In the next few decades, the world population will flourish. As the population grows rapidly and people all over the world use more and more resources, all industries must consider their environmental impact. 2924-09-6, name is 5-Bromo-2-fluoroaniline belongs to bromides-buliding-blocks compound, it is a common compound, a new synthetic route is introduced below. Safety of 5-Bromo-2-fluoroaniline

Intermediate 47 5-Bromo-8-fluoroquinoline A mixture of 5-bromo-2-fluoroaniline (commercially available, for example, from Fluorochem) (21.45 g, 113 mmol) and 6M hydrochloric acid (90 ml) at -50 0C was treated with toluene (150 ml). The mixture was warmed to -60 0C and acrolein (15.1 ml, 226 mmol) was added slowly over 20 min.The mixture was then heated at reflux for 1 h 45 min. The cooled mixture was made alkaline with1OM NaOH aq and extracted with EtOAc. The extracts were washed with brine, dried and evaporated to give a brown oil that was purified by flash column chromatography on silica using mixtures of EtOAc and cyclohexane (1 :9 to 1 :6 ratio) as eluent. Evaporation of the solvent from appropriate fractions gave the title compound (6.69 g). LCMS RT= 2.84 min, ES+ve m/z 226/228[M+H]+.

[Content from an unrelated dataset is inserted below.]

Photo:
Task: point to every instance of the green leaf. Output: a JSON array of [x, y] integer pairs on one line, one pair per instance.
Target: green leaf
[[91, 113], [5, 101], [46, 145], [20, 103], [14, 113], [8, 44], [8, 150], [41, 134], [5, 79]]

The synthetic route of 2924-09-6 has been constantly updated, and we look forward to future research findings.

Reference:
Patent; GLAXO GROUP LIMITED; GORE, Paul Martin; HANCOCK, Ashley, Paul; HODGSON, Simon Teanby; WO2010/94643; (2010); A1;,
Bromide – Wikipedia,
bromide – Wiktionary

Reference of 2695-47-8,Some common heterocyclic compound, 2695-47-8, name is 6-Bromo-1-hexene, molecular formula is C6H11Br, traditional synthetic route has been very mature, but the traditional synthetic route has various shortcomings, such as complicated route, low yield, poor purity, etc, below Introduce a new synthetic route.

Step A: Preparation of 2,2,2-trifluoro-N-(hex-5-enyl)-N-methylacetamide 31a. Sodium hydride (60% dispersion in mineral oil, 31.5 g, 1.28 eq.) was slowly added under nitrogen atmosphere to a solution of N-methyl-2,2,2-trifluoroacetamide (100 g, 1.28 eq.) in DMF (500 mL) at 0 C. The reaction mixture was stirred for 90 min at 0 C., and then 6-bromo-1-hexene (100 g, 1 eq.) was added dropwise over 45 min. The reaction mixture was allowed to warm up to room temperature, and stirred for 3 days at room temperature. The reaction mixture was then poured into water and extracted tree time with EtOAc. The combined organics layers were dried over anhydrous sodium sulphate and concentrated under reduced pressure. The residue was purified by flash chromatography on silica gel to produce compound 31a as colorless oil in 56% yield. 1H NMR (DMSO-d6, 400 MHz) delta 1.27-1.38 (m, 2H), 1.48-1.60 (m, 2H), 2.00-2.06 (m, 2H), 2.93-3.07 (2m, 3H), 3.35-3.40 (m, 2H), 4.92-5.04 (m, 2H), 5.73-5.83 (m, 1H).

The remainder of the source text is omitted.